In his fourth exhibition at the Bob Gysin Gallery, Christoph Schreiber presented digital collage-like photography in the classical still-life manner. The Vanitas-images from the 17th century warn the viewer about the ephemeral nature of life through symbolic-charged objects. However, Schreiber’s still-lives hardly evoke the moral tones of the paintings from the Dutch tradition. Instead, they remind the viewer of Shakespeare’s sonnets. Strong emotion flow through those artworks and open up dream-like landscapes, such as in the “Trugschluss” picture: a chopped fish head, carefully arranged on a silver platter, becomes a dragonfly. Schreiber closely examines the fundamental tragedies of life with humour.
In Schreiber’s work objects are transformed into something different – they determine a moment of metamorphosis. In the image “Zufrieden Klon” the artist shows a pumpkin between two half-full water glasses. The pumpkin seems unrecognizable; it becomes an organic form, human flesh.
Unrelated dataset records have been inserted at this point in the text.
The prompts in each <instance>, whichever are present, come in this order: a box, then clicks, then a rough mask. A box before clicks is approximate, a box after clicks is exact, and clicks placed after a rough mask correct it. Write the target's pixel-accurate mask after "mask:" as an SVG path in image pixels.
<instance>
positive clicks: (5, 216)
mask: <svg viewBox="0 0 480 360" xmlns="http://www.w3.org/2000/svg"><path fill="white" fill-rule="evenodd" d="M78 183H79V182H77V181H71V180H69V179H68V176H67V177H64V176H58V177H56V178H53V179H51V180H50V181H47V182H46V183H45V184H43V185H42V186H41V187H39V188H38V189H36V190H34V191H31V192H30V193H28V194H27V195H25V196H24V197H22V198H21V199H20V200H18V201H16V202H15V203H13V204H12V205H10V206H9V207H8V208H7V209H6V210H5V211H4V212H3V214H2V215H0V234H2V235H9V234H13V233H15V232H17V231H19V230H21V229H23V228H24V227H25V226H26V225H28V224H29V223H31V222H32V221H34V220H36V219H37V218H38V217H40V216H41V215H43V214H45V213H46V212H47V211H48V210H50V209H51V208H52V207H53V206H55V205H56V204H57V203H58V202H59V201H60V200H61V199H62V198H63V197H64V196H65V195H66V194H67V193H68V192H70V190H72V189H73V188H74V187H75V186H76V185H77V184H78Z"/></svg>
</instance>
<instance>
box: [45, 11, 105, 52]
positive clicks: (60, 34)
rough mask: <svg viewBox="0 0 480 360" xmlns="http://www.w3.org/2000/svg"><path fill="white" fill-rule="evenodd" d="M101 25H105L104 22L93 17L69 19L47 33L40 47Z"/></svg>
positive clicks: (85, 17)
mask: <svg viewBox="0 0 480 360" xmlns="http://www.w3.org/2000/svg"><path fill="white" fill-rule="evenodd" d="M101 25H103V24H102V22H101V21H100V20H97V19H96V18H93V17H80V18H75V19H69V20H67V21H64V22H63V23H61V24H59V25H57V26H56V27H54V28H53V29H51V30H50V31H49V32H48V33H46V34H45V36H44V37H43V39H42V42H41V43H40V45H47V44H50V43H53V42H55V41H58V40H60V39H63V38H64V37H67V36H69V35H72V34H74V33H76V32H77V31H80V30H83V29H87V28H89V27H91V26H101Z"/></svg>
Moreover, the question arises as to whether the glasses are half full or half empty. Do they refer to identical twins?
Images define and structure the way we see the world. The constructive nature of images often remains invisible, but not in the works of Christoph Schreiber. He cites, appropriates and collages motifs from our western cultural circle. He playfully combines the subjects from art history with elements from popular culture.